Preparing Jobs

This part describes how you can prepare new jobs or modify existing jobs.

Overview

An UNICORE job is modelled as a directed acyclic graph (DAG) of tasks and sub-jobs which may contain other tasks and sub-jobs. On the user level, a task cannot be divided into smaller execution parts. All tasks of a job or sub-job are executed on the same Virtual Site (Vsite). However, a sub-job (i.e. its tasks) may be executed on a different Vsite than the main job.

By default, all tasks and sub-jobs are executed in no order, even in parallel if the resources are available on the target execution systems. To establish a temporal order explicit dependencies have to be defined in the job construction. The UNICORE NJS server will then delay the execution of a dependent action until the predecessor action has been completed successfully.

Each job runs in a dedicated temporary file space on the execution system called the Job Directory or Uspace. The Uspace only exists during the execution of the job. Any files needed by the application have to be imported into the Uspace, either from permanent storage on the execution system (Xspace), from the local computer the client is running on (Nspace), or from storage servers (e.g. archive systems). Vice versa, files that must survive the end of the job have to be exported explicitly. If data from one task is needed in another sub-job an explicit data transfer has to be specified in the job construction because the sub-job will run in a different Uspace.

UNICORE jobs are prepared in abstract seamless form, substituting the platform-dependent commands and parameters for the resource requirements, data transfer etc. by a platform-independent representation. The UNICORE NJS server will translate from this abstract definition to a concrete sequence of commands and options suitable for the selected execution platform. The end-user does not have to know the platform-specific details, and a UNICORE job can be easily re-targeted to a different site or execution system.

The end-user specifies on which system a job should run; it is possible to specify different execution systems for different sub-jobs, thus creating a job that will run on multiple systems, or even on multiple sites. Data transfer is handled transparently by the UNICORE system, given that the end-user has specified which files are needed by each task/job group and which are produced.

For each task, the end-user can specify the resources required to run this task; supported resources include CPU or node count, computing time, memory size etc. The resource model is designed to be extensible, so that other required software or hardware resources can be defined, provided by a site and requested by a task. Each of the UNICORE sites defines the resources made available by each of their systems, and the client performs a check on whether the required resources are actually available.

UNICORE jobs can be saved to disk on the machine running the client, and later on loaded to make modifications or submit the job again. Both a proprietary binary and an open XML-based job store format are supported.

When an end-user is satisfied with the constructed job, he/she can submit the job to the target Vsite. The actual abstract job which is sent from the Client to a Vsite is constructed in the Client as an Abstract Job Object (AJO) in form of a serialized Java object. The target server sends an acknowledge reply, and after that the job status can be controlled by the monitoring functions.
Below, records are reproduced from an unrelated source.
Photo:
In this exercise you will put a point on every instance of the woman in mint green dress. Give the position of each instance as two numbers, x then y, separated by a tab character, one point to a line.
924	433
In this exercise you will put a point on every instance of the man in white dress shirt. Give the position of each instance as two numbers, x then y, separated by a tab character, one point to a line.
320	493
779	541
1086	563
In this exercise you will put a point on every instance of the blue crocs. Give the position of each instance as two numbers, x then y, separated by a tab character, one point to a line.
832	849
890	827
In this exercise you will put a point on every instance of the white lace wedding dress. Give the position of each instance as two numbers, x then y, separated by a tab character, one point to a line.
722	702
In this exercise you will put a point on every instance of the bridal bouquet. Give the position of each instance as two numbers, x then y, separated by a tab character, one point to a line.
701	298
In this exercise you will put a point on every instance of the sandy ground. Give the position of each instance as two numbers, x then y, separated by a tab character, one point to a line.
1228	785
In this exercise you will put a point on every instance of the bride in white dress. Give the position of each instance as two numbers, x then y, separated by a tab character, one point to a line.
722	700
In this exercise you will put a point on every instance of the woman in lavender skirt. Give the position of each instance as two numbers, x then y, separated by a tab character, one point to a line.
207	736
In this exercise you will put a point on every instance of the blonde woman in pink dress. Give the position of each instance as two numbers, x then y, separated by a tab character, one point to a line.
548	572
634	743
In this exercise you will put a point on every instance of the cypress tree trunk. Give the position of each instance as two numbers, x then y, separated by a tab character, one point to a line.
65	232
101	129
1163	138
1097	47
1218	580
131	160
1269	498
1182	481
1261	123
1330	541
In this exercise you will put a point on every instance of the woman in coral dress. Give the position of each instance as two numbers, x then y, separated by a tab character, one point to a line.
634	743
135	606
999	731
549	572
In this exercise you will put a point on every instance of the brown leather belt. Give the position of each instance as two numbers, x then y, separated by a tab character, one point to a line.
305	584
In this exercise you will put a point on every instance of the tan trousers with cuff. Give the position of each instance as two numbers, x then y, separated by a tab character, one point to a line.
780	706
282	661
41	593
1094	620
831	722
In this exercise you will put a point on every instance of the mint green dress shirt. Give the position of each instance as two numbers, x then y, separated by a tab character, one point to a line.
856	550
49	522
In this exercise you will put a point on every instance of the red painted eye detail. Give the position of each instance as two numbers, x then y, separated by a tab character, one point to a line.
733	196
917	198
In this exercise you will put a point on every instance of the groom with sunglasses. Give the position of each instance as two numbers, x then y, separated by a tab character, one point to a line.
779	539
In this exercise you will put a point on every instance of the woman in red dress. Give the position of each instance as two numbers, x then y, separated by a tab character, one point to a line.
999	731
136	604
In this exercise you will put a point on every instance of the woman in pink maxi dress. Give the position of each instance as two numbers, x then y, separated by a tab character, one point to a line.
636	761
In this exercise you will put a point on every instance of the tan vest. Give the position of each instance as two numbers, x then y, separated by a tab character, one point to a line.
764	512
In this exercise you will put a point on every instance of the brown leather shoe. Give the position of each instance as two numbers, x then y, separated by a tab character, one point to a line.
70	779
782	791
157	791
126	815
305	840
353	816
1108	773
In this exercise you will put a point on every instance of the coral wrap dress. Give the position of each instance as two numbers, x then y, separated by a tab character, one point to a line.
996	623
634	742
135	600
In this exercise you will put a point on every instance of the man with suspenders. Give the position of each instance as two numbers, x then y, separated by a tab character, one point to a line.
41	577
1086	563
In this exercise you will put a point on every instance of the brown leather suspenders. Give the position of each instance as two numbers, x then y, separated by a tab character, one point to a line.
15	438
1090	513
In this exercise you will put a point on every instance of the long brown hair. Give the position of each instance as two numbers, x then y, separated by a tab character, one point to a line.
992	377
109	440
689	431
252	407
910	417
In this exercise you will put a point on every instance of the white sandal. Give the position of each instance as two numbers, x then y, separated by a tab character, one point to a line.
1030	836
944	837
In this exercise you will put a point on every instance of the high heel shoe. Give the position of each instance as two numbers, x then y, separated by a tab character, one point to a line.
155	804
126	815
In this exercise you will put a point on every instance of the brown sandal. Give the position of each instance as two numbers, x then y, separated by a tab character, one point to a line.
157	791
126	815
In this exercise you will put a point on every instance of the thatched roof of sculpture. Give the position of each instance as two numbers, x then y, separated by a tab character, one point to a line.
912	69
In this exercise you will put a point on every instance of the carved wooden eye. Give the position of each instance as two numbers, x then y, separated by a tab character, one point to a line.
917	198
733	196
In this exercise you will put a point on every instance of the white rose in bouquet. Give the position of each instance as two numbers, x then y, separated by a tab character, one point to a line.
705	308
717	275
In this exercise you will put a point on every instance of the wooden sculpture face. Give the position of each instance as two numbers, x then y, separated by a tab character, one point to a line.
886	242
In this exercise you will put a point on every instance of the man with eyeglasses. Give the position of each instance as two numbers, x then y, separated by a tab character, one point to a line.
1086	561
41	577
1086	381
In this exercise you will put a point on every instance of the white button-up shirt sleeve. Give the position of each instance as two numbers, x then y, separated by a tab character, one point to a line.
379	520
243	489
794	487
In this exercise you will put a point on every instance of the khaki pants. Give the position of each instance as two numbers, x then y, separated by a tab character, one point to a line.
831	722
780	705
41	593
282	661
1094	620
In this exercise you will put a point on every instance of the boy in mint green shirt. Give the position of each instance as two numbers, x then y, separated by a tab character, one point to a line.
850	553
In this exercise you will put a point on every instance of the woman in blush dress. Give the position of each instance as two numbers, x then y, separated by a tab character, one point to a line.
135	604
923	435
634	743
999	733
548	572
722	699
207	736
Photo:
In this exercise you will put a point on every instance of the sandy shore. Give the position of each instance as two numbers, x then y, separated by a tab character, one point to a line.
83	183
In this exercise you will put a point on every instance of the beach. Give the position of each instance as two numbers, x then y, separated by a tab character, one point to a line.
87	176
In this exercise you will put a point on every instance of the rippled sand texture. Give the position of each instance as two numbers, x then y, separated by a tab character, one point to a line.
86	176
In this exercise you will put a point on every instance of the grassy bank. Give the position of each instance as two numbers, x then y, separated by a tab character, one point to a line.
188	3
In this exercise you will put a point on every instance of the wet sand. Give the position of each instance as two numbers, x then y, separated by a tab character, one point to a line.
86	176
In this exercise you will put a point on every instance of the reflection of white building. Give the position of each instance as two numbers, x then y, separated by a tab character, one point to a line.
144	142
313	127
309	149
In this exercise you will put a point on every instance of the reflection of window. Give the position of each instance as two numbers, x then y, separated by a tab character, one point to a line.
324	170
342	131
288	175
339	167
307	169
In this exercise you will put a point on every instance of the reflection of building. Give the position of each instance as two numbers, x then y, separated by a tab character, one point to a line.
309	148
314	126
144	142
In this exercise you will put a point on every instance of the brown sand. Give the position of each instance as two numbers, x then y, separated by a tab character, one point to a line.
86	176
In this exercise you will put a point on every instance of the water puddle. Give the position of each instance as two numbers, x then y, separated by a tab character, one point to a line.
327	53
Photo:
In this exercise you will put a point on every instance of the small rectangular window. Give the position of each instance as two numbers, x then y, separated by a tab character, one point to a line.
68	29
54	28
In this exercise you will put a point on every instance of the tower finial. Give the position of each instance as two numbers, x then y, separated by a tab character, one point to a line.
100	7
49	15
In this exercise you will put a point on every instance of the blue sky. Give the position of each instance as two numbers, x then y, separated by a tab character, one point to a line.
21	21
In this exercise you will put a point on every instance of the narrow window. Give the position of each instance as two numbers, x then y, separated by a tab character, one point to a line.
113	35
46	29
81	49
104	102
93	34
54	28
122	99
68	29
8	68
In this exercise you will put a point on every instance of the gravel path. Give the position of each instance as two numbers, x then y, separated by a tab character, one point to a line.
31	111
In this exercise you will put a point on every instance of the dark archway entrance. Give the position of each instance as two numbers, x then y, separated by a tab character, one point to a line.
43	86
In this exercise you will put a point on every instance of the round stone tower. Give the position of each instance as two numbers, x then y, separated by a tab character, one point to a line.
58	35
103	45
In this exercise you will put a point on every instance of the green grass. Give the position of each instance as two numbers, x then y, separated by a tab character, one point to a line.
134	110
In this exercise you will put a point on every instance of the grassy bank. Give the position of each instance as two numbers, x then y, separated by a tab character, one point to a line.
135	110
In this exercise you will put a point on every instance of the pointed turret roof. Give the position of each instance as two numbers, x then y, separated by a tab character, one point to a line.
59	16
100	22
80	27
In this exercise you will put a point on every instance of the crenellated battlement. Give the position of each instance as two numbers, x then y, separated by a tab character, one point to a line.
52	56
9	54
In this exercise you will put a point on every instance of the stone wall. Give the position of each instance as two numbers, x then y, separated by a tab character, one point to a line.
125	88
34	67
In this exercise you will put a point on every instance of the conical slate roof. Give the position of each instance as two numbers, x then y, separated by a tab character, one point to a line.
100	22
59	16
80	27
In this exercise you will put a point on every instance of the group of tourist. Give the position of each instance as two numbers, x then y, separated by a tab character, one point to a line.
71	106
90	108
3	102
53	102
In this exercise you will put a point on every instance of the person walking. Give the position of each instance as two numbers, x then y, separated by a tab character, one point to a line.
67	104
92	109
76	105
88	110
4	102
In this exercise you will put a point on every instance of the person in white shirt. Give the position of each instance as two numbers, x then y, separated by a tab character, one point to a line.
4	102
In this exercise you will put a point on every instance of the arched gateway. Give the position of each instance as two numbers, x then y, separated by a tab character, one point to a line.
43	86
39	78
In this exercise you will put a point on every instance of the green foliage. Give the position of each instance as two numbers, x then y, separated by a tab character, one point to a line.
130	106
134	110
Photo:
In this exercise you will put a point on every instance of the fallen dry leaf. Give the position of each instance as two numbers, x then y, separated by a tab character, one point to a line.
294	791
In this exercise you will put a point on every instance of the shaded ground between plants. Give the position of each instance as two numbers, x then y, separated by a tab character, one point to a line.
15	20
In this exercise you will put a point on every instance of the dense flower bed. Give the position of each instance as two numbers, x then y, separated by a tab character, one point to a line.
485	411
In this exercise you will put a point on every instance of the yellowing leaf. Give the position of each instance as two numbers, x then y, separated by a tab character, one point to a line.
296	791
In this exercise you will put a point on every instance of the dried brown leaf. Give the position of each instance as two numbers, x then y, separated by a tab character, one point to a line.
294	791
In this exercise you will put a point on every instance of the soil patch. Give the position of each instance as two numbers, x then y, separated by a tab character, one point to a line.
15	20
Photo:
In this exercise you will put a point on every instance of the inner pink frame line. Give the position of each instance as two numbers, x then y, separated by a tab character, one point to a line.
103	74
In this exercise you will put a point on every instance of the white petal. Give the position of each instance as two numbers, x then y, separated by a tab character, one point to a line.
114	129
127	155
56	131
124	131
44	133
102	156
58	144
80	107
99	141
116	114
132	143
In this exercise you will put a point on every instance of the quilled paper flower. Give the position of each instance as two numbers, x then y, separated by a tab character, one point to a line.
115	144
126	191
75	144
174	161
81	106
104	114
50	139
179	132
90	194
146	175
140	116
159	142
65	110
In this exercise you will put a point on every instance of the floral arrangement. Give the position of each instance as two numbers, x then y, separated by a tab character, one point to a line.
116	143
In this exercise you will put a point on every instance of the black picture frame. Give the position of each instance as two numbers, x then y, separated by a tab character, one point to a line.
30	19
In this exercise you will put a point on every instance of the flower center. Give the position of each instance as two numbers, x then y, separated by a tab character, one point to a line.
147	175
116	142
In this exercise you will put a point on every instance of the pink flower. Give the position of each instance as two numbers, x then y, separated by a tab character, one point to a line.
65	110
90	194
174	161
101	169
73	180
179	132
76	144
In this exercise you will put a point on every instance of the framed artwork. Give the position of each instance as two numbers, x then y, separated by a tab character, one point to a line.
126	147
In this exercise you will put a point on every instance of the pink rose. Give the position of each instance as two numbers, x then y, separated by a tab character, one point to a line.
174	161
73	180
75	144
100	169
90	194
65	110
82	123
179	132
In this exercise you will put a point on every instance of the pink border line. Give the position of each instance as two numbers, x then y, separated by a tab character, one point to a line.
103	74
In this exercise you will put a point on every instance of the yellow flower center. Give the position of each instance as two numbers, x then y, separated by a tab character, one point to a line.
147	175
A UNICORE (sub-)job is executed on behalf of a UNICORE user account. In contrast to the common UNICORE user certificate, the accounts will be different at the Vsites of distinct Usites. The accounts are defined by the mapping in the UNICORE User Data Base (UUDB) at the server site.

The interaction between a UNICORE client and its server is transaction based and asynchronous. This means that a job is submitted to a UNICORE server and only the receipt of the job is acknowledged (transaction). The client does not wait for the completion of the job. The idea behind this is to provide a better support for mobile users and slow connections.

.